Les courants les plus racistes de l’anthropologie ou d'anthropomorphisme ont statué sur l’infériorité des races non blanches, notamment sur leur incapacité d'être bons à l’école. Simple délire colonial nous sommes tous d’accord, aucune réalité tangible n’est rapportable à cette idée. Cependant cette prédiction a eu un effet très néfaste tout d’abord sur la psychologie sociale de la communauté mais aussi sur l’école dans certaines zones. Partant du principes que dans ces zones l’enseignement était plus difficile, de moins en moins de moyens ont été déployés dans ces écoles. Jusqu’au moment où la population, du fait des moyens amoindri de l’école, a fini par devenir réellement moins performante au niveau scolaire, c’est ce qu’on appelle la prédiction réalisatrice ou la prophétie autoréalisatrice.

La prophétie d’homo déus

Harari dans son livre, décrit un avenir purement dystopique à bien des égards. Non loin de l’alarmisme de personnage galvanisant comme Laurent Alexandre, son discours est tranchant. Réfléchi, certes plausible et possible mais qui pose le problème de venir se positionner en prédiction dystopienne. Ce qui, une fois le concept de prédiction réalisatrice intériorisé, peut partir d’un simple opinion pour se transformer en un courant de pensée global très vite. A partir de ce moment, le courant de pensée peut être assez important pour avoir une incidence majeure sur le réel. Bien heureusement cela ne se produit pas pour toutes les visions dystopiques sortant de tous les esprits. Le souci est que l’idée a été largement admise au niveau global du fait du succès de ce livre et de la légitimité récente que Harari a obtenu à travers son précédent livre “sapiens”. Cette légitimité, associée à un succès mondial, a créé un phénomène médiatique de “gourouisation” de Harari et de ses idées. Qui disons le nous, sont très floues par moment dans chacun de ces deux livres. Nombreux sont les lecteurs qui ont pris ces idées pour argent comptant, quand beaucoup d’entre elles relèvent simplement d’une interprétation de l’histoire ou décrivent des moments anecdotiques. Cela reste une excellente lecture, mais il est important de conserver en tête le caractère non-absolu de ces affirmations.

Le risque est que trop de gens considèrent de fait les prédictions de Harari comme probables et inévitables, ce qui aurait pour effet de renforcer l'avènement d’une “aristocratie de l’intelligence” comme décrite dans Homo Deus. Le constat d'Harari est le suivant, dans les décennies à venir, du fait de la possibilité avec le transhumanisme d’améliorer nos  capacités cognitives (ce qui reste tout de même plus intéressant qu’une simple augmentation des capacités physiques), une aristocratie de l’intelligence risque de se créer, car bien sur les classes moyennes et populaires ont très peu de chances de s’augmenter par la technologie.

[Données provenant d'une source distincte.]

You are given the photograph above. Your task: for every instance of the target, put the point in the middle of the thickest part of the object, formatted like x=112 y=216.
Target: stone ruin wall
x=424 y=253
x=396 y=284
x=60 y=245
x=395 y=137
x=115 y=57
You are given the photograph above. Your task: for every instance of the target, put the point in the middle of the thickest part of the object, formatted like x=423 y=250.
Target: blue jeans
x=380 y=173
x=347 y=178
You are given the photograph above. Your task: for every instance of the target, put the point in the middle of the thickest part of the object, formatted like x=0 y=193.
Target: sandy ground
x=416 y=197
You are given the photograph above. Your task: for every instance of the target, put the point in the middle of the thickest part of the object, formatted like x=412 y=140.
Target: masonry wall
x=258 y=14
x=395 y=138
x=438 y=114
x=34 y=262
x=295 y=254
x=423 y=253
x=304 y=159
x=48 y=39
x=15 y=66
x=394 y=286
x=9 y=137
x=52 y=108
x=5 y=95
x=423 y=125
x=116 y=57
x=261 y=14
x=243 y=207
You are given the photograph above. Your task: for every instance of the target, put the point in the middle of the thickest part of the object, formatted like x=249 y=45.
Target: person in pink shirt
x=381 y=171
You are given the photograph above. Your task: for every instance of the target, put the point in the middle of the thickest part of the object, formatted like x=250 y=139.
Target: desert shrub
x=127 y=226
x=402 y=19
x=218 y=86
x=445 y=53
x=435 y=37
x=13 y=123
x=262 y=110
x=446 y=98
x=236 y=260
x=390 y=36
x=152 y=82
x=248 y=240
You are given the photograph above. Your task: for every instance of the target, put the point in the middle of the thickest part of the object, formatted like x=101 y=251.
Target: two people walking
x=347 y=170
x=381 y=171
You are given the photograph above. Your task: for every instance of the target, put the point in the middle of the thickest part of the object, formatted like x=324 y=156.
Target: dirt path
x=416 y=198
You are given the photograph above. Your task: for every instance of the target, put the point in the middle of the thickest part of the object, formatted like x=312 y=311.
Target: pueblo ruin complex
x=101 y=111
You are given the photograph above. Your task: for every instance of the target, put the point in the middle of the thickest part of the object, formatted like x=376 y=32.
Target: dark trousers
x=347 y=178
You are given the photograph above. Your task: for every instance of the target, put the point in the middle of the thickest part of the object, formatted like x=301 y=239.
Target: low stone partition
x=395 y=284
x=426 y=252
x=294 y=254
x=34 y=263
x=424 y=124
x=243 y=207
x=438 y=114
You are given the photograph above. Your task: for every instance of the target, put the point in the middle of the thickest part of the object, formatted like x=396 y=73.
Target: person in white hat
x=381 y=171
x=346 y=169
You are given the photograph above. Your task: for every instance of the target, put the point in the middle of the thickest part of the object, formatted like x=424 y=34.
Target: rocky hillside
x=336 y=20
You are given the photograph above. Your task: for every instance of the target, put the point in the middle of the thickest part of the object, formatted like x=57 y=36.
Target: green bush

La vraie question est de se demander si cette aristocratie usera de son pouvoir quasi démiurgique pour améliorer la vie du plus grand nombre ou d'améliorer leur propre vie au détriment des autres. Avec une idéologie dominante étant le capitalisme et l’individualisme et en regardant la psychologie actuelle de nos sociétés, il y a du souci à se faire.

L’arbre des possibles

Cela ne fait partie que d’un des futurs possible, certainement pas le meilleur mais pas le pire non plus. L’important est de ne pas accepter ce futur avant l’heure afin de ne pas rentrer dans le processus de prophétie autoréalisatrice que nous avons évoqué plus haut. Il est largement évitable et se base même sur l’existence de technologies qui sont théoriquement viables mais qui n’existent pas encore réellement, un verrou technologique nous sépare encore de ce futur dystopique.